What question did this study set out to answer?

The research aims to evaluate the performance of the transdermal GFR measurement system in Chinese individuals with varying renal function.

March 26, 2026

780: Clinical Validation of a Transdermal GFR Measurement System in Chinese Individuals

Key Points

The research aims to evaluate the performance of the transdermal GFR measurement system in Chinese individuals with varying renal function.
Post hoc analysis of trial NCT05425719 with Chinese subjects
Participants stratified by baseline eGFR into two cohorts
Received a single intravenous dose of MB-102
Measured GFR via transdermal TGFR system and plasma clearance using a pharmacokinetic model
P30 was 98.0%, exceeding the 85% threshold
Median nGFRBSA was 73.081 mL/min/1.73m2 and tGFR was 74.056 mL/min/1.73m2
Intraclass correlation coefficient between tGFR and nGFRBSA was 0.945
Treatment-emergent adverse events occurred in 3.7% of subjects, no serious events reported

Abstract

Introduction: A prior global study confirmed the safety and efficacy of MB-102 and the MediBeacon® Transdermal Glomerular Filtration Rate Measurement System (TGFR) in American and Chinese populations. Given variability in Fitzpatrick skin types (FSS) across ethnicities, further analysis was warranted to assess the performance of MB-102 and TGFR specifically in Chinese individuals. Methods: This post hoc analysis of trial (NCT05425719) enrolled Chinese subjects with varying renal function, stratified by baseline estimated GFR (eGFR) into Cohort 1 (≥70 mL/min/1.73m2) and Cohort 2 (< 70 mL/min/1.73m2). Participants received a single intravenous dose of 130 mg MB-102. Plasma GFR (nGFR) was derived via systemic clearance using a two-compartment pharmacokinetic (PK) model. Concurrently, continuous transdermal GFR (tGFR) was recorded using the TGFR system. The primary endpoint was P30, the proportion of tGFR values within ±30% of body surface area-indexed nGFR (nGFRBSA). Results: The safety set (SS) and modified intent-to-measure set (mITMS) included 54 and 49 participants, respectively; 96.3% in the SS were FSS I-III. In the mITMS, median nGFRBSA and tGFR were 73.081 (range: 22.73-118.29) and 74.056 (range: 27.80-140.00) mL/min/1.73m2. The P30 was 98.0% (95% CI: 89.1-99.9), exceeding the predefined 85% threshold and consistent with global findings. Bland-Altman analysis showed a mean bias (tGFR - nGFRBSA) of 0.07 mL/min/1.73m2 with 95% limits of agreement (LoA) from -18.78 to 18.64. In Cohorts 1 and 2, mean differences were -2.06 (LoA: -26.42 to 22.30) and 2.01 (LoA: -6.78 to 10.80), respectively. Four subjects fell outside the ±1.96 standard deviation range.
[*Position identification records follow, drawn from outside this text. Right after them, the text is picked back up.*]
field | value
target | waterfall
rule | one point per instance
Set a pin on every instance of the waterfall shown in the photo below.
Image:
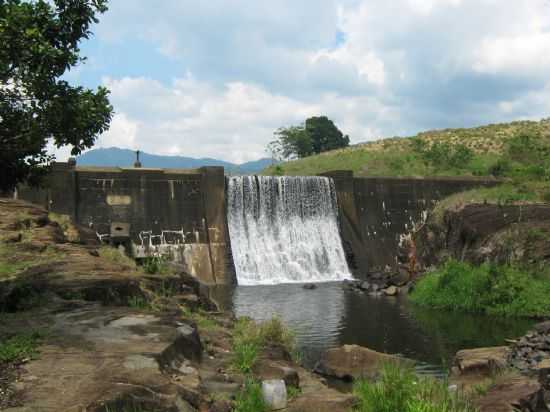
(284, 230)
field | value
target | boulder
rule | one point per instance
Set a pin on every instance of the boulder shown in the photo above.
(400, 278)
(187, 345)
(391, 291)
(365, 286)
(511, 395)
(352, 361)
(274, 394)
(543, 327)
(265, 369)
(482, 361)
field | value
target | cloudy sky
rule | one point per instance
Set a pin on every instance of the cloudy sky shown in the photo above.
(216, 78)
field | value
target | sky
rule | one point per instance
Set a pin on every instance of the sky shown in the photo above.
(216, 78)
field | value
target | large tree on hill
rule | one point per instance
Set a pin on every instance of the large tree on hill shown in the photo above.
(39, 43)
(324, 134)
(316, 135)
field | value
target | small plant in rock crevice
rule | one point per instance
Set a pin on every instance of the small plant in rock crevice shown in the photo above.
(20, 346)
(249, 338)
(399, 389)
(250, 398)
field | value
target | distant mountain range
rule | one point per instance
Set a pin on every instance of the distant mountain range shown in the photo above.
(114, 156)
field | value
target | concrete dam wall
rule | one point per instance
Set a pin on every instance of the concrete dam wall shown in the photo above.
(182, 213)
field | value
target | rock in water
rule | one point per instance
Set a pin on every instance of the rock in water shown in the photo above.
(391, 291)
(274, 394)
(352, 361)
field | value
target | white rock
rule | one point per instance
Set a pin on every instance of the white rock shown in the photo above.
(274, 393)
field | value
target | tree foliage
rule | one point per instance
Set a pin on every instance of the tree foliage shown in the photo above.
(40, 42)
(316, 135)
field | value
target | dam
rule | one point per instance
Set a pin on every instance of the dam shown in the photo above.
(303, 222)
(284, 230)
(256, 240)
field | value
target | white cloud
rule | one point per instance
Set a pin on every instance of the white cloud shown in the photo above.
(122, 133)
(241, 69)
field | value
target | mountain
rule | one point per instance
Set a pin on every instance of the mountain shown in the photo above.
(114, 156)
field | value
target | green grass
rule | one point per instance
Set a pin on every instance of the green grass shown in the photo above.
(491, 289)
(399, 389)
(293, 392)
(200, 317)
(249, 338)
(250, 398)
(15, 259)
(130, 408)
(518, 149)
(19, 347)
(65, 223)
(156, 265)
(115, 256)
(138, 302)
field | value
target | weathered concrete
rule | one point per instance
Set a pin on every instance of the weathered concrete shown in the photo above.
(181, 213)
(171, 211)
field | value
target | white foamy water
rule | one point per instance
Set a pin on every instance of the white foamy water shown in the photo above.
(284, 230)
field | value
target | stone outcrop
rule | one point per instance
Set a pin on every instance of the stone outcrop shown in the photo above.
(531, 350)
(350, 362)
(486, 232)
(483, 361)
(116, 338)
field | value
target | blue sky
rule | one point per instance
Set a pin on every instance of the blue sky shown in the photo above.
(217, 78)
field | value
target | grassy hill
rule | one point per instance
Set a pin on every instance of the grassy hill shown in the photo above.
(480, 151)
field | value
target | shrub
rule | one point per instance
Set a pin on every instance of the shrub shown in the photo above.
(156, 265)
(399, 389)
(491, 289)
(249, 338)
(250, 398)
(19, 346)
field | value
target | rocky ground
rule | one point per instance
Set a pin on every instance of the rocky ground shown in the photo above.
(112, 338)
(478, 233)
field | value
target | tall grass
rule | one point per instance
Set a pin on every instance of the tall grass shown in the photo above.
(492, 289)
(250, 398)
(19, 346)
(249, 338)
(400, 390)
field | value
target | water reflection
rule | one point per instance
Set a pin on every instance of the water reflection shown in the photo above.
(331, 315)
(315, 315)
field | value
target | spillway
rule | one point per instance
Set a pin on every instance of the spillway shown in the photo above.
(284, 230)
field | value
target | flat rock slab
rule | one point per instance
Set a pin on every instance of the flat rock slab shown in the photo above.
(353, 361)
(483, 361)
(98, 354)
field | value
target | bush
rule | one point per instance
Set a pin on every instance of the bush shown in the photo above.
(250, 399)
(156, 265)
(491, 289)
(249, 338)
(19, 346)
(399, 389)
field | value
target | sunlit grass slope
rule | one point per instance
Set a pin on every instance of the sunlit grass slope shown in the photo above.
(486, 148)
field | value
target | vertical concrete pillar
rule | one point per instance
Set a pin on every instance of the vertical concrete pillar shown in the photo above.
(213, 197)
(350, 221)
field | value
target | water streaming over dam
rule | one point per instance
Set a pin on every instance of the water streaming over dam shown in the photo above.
(284, 230)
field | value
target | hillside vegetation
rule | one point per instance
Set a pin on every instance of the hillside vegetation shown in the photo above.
(481, 151)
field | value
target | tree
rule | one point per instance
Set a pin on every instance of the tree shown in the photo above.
(40, 42)
(316, 135)
(324, 134)
(291, 142)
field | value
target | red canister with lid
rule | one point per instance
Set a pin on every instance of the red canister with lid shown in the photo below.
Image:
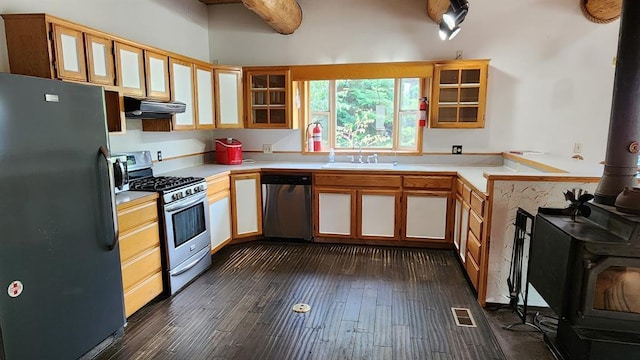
(228, 151)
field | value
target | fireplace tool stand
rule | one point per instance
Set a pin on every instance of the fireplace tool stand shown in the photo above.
(518, 274)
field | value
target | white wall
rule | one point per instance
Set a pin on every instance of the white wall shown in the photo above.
(550, 82)
(180, 26)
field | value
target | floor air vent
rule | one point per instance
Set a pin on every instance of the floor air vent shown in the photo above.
(463, 317)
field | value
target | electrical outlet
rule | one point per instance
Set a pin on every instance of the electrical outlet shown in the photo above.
(577, 148)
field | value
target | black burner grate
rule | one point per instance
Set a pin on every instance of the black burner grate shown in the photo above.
(162, 183)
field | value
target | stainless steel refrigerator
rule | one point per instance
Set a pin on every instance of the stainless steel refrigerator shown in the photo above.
(60, 278)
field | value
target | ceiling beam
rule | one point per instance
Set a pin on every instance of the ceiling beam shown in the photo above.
(601, 11)
(436, 8)
(284, 16)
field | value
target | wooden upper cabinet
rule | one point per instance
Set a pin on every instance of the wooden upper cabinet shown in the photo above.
(204, 97)
(157, 75)
(182, 90)
(130, 70)
(269, 100)
(100, 65)
(69, 53)
(459, 94)
(228, 95)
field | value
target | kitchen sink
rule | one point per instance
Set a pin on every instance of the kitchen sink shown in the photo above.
(363, 166)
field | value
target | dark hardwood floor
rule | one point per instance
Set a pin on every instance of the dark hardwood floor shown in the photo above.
(366, 303)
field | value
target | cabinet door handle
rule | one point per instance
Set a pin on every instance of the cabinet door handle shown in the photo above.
(116, 230)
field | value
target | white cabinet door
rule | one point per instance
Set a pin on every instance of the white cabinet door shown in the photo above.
(157, 72)
(456, 226)
(220, 221)
(378, 214)
(426, 216)
(204, 86)
(69, 51)
(182, 90)
(228, 92)
(130, 68)
(248, 209)
(464, 231)
(100, 60)
(335, 213)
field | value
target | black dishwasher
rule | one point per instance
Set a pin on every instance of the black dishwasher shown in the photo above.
(286, 206)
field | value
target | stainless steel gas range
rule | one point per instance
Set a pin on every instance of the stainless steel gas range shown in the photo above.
(185, 219)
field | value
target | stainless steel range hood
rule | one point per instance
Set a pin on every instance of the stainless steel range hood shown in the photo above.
(150, 109)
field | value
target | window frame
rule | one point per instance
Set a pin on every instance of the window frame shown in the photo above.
(424, 83)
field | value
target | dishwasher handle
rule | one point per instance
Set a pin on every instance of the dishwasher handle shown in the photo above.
(286, 179)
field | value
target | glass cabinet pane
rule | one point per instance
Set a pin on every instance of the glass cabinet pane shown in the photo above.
(259, 97)
(469, 95)
(260, 116)
(447, 114)
(449, 77)
(276, 81)
(259, 81)
(277, 116)
(470, 76)
(276, 97)
(448, 95)
(468, 114)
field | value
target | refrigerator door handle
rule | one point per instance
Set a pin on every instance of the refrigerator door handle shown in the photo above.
(116, 229)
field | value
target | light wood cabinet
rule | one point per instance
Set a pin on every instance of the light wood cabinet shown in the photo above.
(459, 94)
(378, 213)
(335, 212)
(182, 90)
(70, 63)
(426, 215)
(100, 64)
(228, 97)
(246, 205)
(204, 97)
(269, 98)
(219, 196)
(140, 253)
(130, 70)
(157, 75)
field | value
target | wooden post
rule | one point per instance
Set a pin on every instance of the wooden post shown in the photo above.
(285, 16)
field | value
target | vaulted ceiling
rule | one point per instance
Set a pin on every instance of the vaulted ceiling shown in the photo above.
(285, 16)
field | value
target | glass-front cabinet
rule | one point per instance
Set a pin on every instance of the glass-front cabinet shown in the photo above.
(269, 100)
(459, 94)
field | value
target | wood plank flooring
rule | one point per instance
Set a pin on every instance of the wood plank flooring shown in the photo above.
(366, 303)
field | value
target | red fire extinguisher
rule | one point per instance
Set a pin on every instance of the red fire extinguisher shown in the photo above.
(317, 138)
(424, 108)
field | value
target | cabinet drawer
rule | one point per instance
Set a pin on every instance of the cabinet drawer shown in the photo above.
(427, 182)
(473, 270)
(131, 218)
(473, 247)
(477, 203)
(379, 181)
(466, 193)
(141, 267)
(138, 241)
(141, 294)
(475, 224)
(216, 185)
(459, 186)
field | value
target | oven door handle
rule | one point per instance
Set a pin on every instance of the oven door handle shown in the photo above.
(183, 204)
(190, 265)
(114, 214)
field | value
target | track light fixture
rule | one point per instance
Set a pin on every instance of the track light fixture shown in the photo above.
(451, 20)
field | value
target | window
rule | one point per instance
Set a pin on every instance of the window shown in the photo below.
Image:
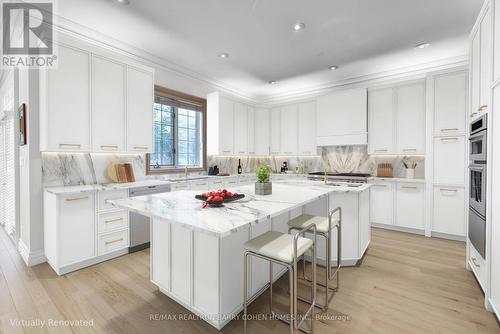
(179, 126)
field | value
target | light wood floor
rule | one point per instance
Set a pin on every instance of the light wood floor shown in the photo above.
(406, 284)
Regression analysis yielded a slope of 0.89 (95% CI: 0.80-0.98) and intercept of 7.70. The intraclass correlation coefficient between tGFR and nGFRBSA was 0.945. Treatment-emergent adverse events occurred in 3.7% of subjects, with no serious, device-related, or drug-related events reported. Conclusions: This analysis confirms high concordance between transdermal and plasma MB-102 clearance in Chinese subjects with diverse renal function. TGFR plus MB-102 offers a safe, accurate, non-invasive option for real-time GFR monitoring, supporting its clinical application in this population.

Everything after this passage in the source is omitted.